Not only does this make it harder for law enforcement officials to track down terrorists through Telegram, it also makes it easier for terrorists to set up a new account once they discover their previous one has been exposed to the police.
Another attractive feature of the app is that it’s really quite hard to get booted off it.
Two years ago, ISIS’s preferred social media platform was Twitter, not Telegram, says Todd Helmus, an expert on terrorism and social media at the RAND Corporation. But Twitter, along with other mainstream platforms like Facebook and Instagram, has since gone out of its way to take down ISIS accounts, pushing the group out of the app. In August 2016, Twitter said it had taken down 360,000 terrorist-related accounts in the past year alone.
While Telegram has also cracked down on ISIS-operated channels — it shut 78 down in the wake of the 2015 Paris attacks, and has since taken down hundreds more — its efforts don’t seem to compare to those of other platforms, which some experts think is driving terrorists toward the app.
Our policy is simple: privacy is paramount. Public channels, however, have nothing to do with privacy. ISIS public channels will be blocked.— Pavel Durov (@durov) November 19, 2015
“Telegram is not very reliable in shutting down these [ISIS-operated] channels,” says Yayla, who has spent the past two years joining and tracking these channels on Telegram. While Telegram has said that terrorist-run channels are taken down within hours, Yayla says he is currently following an ISIS-run channel that has been operating freely for the past two weeks.
This isn’t necessarily because Telegram isn’t working as hard to counter terrorist material, but because the nature of the app makes it much more difficult to selectively prohibit users, Parker says.

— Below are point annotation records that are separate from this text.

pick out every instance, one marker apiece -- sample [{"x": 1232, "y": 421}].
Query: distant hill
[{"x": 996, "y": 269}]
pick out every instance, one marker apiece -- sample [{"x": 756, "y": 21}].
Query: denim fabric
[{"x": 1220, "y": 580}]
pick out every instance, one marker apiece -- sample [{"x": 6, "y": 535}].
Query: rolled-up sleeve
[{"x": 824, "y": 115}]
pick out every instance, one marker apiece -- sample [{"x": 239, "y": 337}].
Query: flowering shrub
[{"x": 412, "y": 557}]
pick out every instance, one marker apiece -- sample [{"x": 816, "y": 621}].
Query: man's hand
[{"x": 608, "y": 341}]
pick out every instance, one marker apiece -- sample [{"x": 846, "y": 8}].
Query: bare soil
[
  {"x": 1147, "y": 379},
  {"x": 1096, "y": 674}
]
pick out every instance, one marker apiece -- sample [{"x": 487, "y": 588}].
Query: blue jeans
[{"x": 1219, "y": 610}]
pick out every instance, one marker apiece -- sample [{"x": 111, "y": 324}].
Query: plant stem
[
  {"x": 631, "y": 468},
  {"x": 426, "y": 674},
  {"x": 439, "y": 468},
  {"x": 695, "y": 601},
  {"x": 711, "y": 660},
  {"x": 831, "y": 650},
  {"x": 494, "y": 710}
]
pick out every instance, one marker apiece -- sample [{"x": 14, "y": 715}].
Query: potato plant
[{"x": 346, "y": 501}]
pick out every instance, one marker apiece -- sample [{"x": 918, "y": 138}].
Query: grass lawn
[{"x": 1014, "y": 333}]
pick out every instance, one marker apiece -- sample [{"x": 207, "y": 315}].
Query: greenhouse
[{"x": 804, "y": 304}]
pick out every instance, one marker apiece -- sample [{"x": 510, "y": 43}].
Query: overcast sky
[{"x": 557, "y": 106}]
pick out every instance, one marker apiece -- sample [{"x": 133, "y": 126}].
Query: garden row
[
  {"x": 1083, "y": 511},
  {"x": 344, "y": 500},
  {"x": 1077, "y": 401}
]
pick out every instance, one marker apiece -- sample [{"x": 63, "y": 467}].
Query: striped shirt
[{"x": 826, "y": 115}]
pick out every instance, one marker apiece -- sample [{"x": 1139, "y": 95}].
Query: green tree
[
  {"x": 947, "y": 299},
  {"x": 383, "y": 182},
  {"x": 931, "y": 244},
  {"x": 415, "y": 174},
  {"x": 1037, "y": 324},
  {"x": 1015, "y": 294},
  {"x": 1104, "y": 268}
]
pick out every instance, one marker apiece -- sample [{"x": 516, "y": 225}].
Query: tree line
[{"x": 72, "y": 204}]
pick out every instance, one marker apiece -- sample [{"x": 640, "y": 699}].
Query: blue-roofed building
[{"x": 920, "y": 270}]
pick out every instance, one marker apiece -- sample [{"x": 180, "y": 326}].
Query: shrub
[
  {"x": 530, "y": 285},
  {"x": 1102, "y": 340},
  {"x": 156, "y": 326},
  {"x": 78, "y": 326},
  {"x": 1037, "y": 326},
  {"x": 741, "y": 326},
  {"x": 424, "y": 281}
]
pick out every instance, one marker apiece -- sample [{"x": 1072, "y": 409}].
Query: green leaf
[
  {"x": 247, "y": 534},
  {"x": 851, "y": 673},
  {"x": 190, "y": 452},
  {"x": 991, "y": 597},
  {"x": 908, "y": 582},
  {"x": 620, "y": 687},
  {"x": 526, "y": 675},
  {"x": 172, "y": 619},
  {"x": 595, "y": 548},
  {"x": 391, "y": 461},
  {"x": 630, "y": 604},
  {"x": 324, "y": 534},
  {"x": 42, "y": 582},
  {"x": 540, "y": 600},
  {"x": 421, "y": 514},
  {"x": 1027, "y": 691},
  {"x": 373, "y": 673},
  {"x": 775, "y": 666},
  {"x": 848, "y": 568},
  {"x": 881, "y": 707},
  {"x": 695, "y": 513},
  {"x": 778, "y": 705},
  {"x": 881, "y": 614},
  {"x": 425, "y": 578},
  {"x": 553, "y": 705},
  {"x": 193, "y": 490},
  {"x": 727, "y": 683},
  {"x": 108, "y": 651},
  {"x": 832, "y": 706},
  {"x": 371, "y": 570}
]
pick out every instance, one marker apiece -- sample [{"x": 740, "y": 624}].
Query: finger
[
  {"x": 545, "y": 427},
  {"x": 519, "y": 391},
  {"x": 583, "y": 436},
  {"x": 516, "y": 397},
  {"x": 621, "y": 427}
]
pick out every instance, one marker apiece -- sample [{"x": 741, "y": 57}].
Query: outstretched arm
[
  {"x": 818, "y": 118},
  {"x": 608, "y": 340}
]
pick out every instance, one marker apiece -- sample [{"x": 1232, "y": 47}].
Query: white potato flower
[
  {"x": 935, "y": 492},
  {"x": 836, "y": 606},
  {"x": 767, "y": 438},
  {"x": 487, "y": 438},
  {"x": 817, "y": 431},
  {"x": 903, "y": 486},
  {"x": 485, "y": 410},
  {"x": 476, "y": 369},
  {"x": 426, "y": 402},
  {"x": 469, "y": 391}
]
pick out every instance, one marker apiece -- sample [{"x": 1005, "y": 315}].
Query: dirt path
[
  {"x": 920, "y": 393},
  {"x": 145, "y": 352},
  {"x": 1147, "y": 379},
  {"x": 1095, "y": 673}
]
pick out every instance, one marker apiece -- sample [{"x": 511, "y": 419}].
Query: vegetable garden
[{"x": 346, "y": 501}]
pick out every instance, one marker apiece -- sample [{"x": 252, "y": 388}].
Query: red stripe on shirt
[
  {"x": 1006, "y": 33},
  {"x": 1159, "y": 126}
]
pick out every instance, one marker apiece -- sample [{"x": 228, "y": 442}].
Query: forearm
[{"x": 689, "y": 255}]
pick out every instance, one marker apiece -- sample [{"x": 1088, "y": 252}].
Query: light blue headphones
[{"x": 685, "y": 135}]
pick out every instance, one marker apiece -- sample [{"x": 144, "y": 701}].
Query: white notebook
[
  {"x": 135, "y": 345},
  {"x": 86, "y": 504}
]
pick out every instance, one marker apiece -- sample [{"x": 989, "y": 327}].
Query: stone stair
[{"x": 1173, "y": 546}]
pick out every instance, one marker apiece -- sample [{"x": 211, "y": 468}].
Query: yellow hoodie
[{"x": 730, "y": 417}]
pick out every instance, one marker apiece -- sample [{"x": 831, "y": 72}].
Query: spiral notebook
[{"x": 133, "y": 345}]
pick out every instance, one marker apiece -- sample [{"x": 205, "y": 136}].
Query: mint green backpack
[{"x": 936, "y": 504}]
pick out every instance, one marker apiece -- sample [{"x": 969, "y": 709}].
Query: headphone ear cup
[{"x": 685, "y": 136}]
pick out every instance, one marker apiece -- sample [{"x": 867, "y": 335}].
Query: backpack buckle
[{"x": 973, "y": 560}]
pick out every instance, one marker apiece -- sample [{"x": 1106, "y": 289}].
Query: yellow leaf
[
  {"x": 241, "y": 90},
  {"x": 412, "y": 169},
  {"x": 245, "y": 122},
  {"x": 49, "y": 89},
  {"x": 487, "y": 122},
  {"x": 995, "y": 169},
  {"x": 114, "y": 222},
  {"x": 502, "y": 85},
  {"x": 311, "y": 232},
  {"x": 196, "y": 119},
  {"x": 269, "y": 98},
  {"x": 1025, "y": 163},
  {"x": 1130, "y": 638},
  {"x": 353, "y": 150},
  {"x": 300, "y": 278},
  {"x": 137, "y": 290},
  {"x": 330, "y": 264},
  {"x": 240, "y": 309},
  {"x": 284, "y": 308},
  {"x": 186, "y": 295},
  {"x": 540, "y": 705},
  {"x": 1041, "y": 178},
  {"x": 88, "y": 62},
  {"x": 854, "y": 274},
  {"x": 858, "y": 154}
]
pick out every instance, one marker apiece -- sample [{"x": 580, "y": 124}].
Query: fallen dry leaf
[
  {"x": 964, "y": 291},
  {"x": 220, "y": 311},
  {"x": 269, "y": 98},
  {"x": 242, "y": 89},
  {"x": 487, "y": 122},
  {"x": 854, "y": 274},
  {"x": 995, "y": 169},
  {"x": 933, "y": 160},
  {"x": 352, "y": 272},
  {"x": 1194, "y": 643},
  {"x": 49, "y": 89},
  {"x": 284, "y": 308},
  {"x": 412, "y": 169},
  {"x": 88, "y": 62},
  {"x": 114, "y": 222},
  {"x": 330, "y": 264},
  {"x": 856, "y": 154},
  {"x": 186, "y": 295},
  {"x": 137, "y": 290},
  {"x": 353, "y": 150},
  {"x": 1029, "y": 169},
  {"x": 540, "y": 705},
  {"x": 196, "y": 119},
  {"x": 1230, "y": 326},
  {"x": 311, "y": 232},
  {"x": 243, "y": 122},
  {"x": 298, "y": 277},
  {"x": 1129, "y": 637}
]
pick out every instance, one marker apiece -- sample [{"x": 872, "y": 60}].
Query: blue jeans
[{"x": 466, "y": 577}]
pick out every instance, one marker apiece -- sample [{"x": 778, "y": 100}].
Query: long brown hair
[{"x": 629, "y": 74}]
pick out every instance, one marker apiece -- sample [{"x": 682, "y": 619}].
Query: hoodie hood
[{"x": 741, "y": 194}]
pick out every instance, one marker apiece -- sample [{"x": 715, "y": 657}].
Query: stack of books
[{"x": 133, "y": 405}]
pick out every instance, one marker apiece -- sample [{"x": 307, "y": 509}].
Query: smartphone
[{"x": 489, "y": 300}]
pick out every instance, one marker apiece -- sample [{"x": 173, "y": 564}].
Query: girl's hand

Telegram can go after ISIS-related channels, but it rarely ever shuts down anyone’s account (and even if it did, it would take a user mere seconds to set up another one).
This means that when ISIS’s propaganda channels are shut down, they can easily set up a bunch of other replacement channels — which, in fact, is exactly how they’ve been responding to crackdowns.
“You can create a new channel within 30 seconds. So now, instead of opening three channels, [ISIS] opens 50 channels to spread propaganda,” she notes. “Deleting their channels doesn’t put a dent in their activity.”
Going after Telegram isn’t the solution
To Yayla, there’s no doubt that Telegram needs to do more, though he doesn’t think that banning the app, or threatening to do so, is the right way forward.
“If Telegram is blocked in Russia, terrorists will be able to find another applications in just one or two days,” he says. “Yes, it will be inconvenient, but it won’t stop them.”
Telegram representatives make the same argument. In a blog post titled “Don’t Shoot The Messenger,” Telegram spokesperson Markus Ra said banning Telegram or forcing the app to remove its encryption service will only push terrorists to source out other alternatives, many of which are readily available. In fact, ISIS members are already using other encrypted messaging apps such as Chat Secure and Jabber along with Telegram, and they’re on the lookout for more, says Parker.
“Shutting down Telegram … ISIS is just going to move somewhere else,” Parker says, adding that the recent buzz around Telegram has already prompted ISIS leaders to look into moving some of their social media presence onto a San Francisco-based application called Baaz.
This, of course, doesn’t mean that nothing should be done. It just means that the threat Russia issued to Telegram earlier this week is a simplistic reaction to a really complicated problem. Governments do need to find a way to stop terrorist organizations from abusing some of the powerful functions in these applications, but blustering to ban these apps isn’t going to do it.